12. September 2015

Vom Alltag als Flüchtling

Haus Rossauer Lände Diakonie (c) STADTBEKANNT

Zu Besuch im Flüchtlingsheim

Wir waren eingeladen auf Kaffee und Kuchen ins Flüchtlingshaus der Diakonie auf der Rossauer Lände.

Habt ihr euch schon einmal gefragt, wie es ist, allein in einem fremden Land zu sein, fernab von der Familie und ohne Gewissheit, wo und wie man letztlich sein Leben bestreiten wird? So geht derzeit es vielen Flüchtlingen in Österreich, die auf den Ausgang ihres Asylverfahrens warten.

Einrichtungen wie das Flüchtlingshaus der Diakonie auf der Rossauer Lände geben Menschen für die Dauer ihres Verfahrens ein vorläufiges Zuhause. Gleichzeitig wird hier versucht, den BewohnerInnen ein würdiges, selbstbestimmtes Leben zu ermöglichen und das dumpfe Warten mit Bildungsangeboten, Gemeinschaft und Freizeitangeboten zu bereichern.

Ein neues Zuhause

Das Flüchtlingshaus der Diakonie beherbergt etwa 170 Menschen, darunter viele Familien. Weil das ehemalige Krankenhaus barrierefrei ist, sind hier auch verstärkt schutzbedürftige Menschen mit körperlichen Erkrankungen untergebracht – RollstuhlfahrerInnen, Blinde, Familien mit kranken Kindern. Einige waren zuvor im überfüllten Lager Traiskirchen, wo man sich nicht adäquat auf ihre Bedürfnisse einstellen konnte.
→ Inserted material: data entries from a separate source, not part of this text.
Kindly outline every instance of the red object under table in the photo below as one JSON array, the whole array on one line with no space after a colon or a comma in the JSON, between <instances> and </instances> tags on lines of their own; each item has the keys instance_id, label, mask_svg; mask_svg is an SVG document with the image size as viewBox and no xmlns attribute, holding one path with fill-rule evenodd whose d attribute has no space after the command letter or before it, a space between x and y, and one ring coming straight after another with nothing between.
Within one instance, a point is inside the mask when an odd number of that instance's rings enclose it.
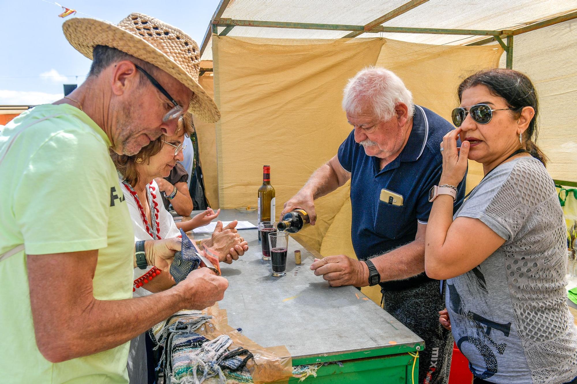
<instances>
[{"instance_id":1,"label":"red object under table","mask_svg":"<svg viewBox=\"0 0 577 384\"><path fill-rule=\"evenodd\" d=\"M473 374L469 368L469 360L453 344L453 358L451 360L449 384L467 384L473 382Z\"/></svg>"}]
</instances>

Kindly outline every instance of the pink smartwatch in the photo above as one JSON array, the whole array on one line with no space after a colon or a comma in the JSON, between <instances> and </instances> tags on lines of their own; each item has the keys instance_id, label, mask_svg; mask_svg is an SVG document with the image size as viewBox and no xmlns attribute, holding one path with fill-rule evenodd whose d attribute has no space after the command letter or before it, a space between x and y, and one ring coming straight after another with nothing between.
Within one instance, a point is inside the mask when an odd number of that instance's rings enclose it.
<instances>
[{"instance_id":1,"label":"pink smartwatch","mask_svg":"<svg viewBox=\"0 0 577 384\"><path fill-rule=\"evenodd\" d=\"M454 202L457 200L457 187L448 184L439 187L433 185L429 191L429 202L432 202L439 195L450 195Z\"/></svg>"}]
</instances>

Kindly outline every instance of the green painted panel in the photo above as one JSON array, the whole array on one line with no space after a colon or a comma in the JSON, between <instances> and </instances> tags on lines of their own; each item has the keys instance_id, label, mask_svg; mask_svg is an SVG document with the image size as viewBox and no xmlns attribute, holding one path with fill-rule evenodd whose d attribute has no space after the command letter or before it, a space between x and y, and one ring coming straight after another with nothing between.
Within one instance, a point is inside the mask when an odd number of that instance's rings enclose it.
<instances>
[{"instance_id":1,"label":"green painted panel","mask_svg":"<svg viewBox=\"0 0 577 384\"><path fill-rule=\"evenodd\" d=\"M416 343L412 345L401 344L388 347L384 348L368 349L359 352L353 352L347 353L338 353L327 356L315 356L308 358L293 358L293 366L302 366L316 363L325 363L327 362L344 361L354 359L366 359L379 356L387 356L403 353L409 352L414 353L417 350L422 351L424 347L423 343Z\"/></svg>"},{"instance_id":2,"label":"green painted panel","mask_svg":"<svg viewBox=\"0 0 577 384\"><path fill-rule=\"evenodd\" d=\"M410 375L414 358L409 354L395 355L344 362L323 366L317 371L317 377L309 376L305 382L315 384L357 383L359 384L413 384ZM415 382L418 377L418 361L415 366ZM297 383L291 378L289 383Z\"/></svg>"}]
</instances>

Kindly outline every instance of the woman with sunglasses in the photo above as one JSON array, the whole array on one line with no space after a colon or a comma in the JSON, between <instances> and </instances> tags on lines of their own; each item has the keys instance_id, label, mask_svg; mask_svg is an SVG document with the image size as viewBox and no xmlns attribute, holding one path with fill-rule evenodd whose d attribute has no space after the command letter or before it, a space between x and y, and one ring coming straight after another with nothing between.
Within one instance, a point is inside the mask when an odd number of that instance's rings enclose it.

Die BewohnerInnen kommen aus den unterschiedlichsten Ländern, von Syrien, Somalia und Afghanistan über den nahen Osten bis hin nach China, Ost- oder Westafrika reicht die Palette. Ihre persönlichen Schicksale sind so vielfältig wie ihre Sprachen.

Während manche sich rasch mit ihrer neuen Situation arrangieren können, sich motiviert in Ausbildung und Deutschkurse stürzen, brauchen andere noch Zeit, um ganz anzukommen und wieder zu sich zu finden. Traumatische Erlebnisse in der kriegsgebeutelten Heimat und nicht zuletzt die gefahrvolle Flucht nagen immer noch an ihnen.

Sorge um die Familie

Was fast alle beschäftigt, ist die Sorge um Angehörige, die nach wie vor in Krisenregionen ausharren müssen. Um die Familie legal nachholen zu können, ist nämlich ein positiver Asylbescheid notwendig – und das kann dauern. So chattet und skypt man mit der Familie, versucht wenigstens für eine kurze Weile, die Distanz auszublenden.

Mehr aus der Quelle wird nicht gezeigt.